2. It’s very lonely at first. I moved to another school, joined a new sorority chapter and a new church. Being single again left me feeling alone and empty. But, I eventually learned that being alone and feeling lonely is not the same thing. Feelings do pass – focusing on them is paralyzing. It became my goal to establish positive streams in my life: new friendships, talents and ways to serve others. These streams eventually began to flow with blessing, but it took a while.
3. Opposition always comes. I shared my toxic relationship story with friends who didn’t understand. I went on some disastrous first dates. Overly zealous relatives tried to fix me up, putting me in some really awkward situations. Yet as I kept walking away, it got easier. Opposition always comes against positive change. It confirmed to me that walking away meant walking to a better life.
4. I was not the only one. At first, I thought my pain was unique. Then, I began reaching out to others and realized that hearts break every day—it happens to most of us, sooner or later. It would have been helpful if I had used the Biblical counseling offered at church, but in my pride, I did not take advantage of it. This made rebuilding only take longer.

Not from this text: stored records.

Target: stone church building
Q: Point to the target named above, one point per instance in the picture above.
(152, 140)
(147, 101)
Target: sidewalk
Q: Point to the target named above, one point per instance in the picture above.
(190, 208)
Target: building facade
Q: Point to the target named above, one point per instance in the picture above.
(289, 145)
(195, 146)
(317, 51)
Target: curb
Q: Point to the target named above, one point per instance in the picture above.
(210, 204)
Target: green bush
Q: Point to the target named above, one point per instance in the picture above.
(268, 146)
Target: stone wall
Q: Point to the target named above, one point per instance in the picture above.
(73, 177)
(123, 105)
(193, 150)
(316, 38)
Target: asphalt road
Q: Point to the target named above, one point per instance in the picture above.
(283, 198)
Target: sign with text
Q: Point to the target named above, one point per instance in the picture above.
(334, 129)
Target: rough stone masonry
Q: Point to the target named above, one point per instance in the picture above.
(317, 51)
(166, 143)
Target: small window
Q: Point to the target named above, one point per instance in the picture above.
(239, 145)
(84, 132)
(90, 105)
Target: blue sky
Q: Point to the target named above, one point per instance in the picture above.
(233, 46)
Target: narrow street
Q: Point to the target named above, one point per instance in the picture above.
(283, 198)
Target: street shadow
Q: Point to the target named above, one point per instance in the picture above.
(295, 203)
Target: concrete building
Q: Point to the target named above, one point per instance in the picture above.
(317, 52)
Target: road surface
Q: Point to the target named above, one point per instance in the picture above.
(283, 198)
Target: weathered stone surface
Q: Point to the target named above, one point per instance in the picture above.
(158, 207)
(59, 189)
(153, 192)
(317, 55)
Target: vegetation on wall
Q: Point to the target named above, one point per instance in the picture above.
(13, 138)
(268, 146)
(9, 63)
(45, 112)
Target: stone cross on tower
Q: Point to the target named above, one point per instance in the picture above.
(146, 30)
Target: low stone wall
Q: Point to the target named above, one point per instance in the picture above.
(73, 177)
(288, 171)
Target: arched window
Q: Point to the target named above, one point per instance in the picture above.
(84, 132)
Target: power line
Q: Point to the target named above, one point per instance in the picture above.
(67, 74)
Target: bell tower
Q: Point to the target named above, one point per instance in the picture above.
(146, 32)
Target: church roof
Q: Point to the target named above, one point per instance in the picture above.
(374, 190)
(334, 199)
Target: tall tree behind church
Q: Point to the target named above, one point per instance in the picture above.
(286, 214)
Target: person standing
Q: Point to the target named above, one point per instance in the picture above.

5. Talk positively. At first, I talked too much about my toxic relationship drama. Later on, I learned it’s more helpful to talk about growing and rebuilding. Our life will never rise beyond our words, so it’s important to use positive ones. Words can either be used to help us progress or to make excuses—I have done both.
6. God provides. His work is often not obvious, but later on, His fingerprints show up in unexpected places. No life is transformed overnight. Being open to change allows God to work wonders. Within a year, He blessed me with a new life and a fiancé.
7. To invest in my soul. I had suffered loss. Thankfully, I read the Word of God and prayed; yet I wish I had done it more—it would have made rebuilding so much easier. I have discovered spending time with God is an investment in my future. He provides for His own and to not know God is truly the greatest loss.
The End Result
The pain of my breakup was real; we had dated for years and had even purchased an engagement ring. I went through a time of feeling down and lost, but came to realize that God was working in this storm. I couldn’t see it, but I felt the promise of something better if I walked away—and there was.
Now, 30 years later, I can see God used a toxic, taker relationship to teach me lessons I needed. It even revealed I was guilty of some toxic, taking, too. Learning this ultimately led me to a giving man and helped me become a better wife.
God truly intends to bless each life. If you are in a toxic relationship, there is no better time to walk away than today. God can supply the power you need to do it. Draw close to Him daily. Beyond the pain lies the promise that God will bring you through, somehow working the situation for future blessing.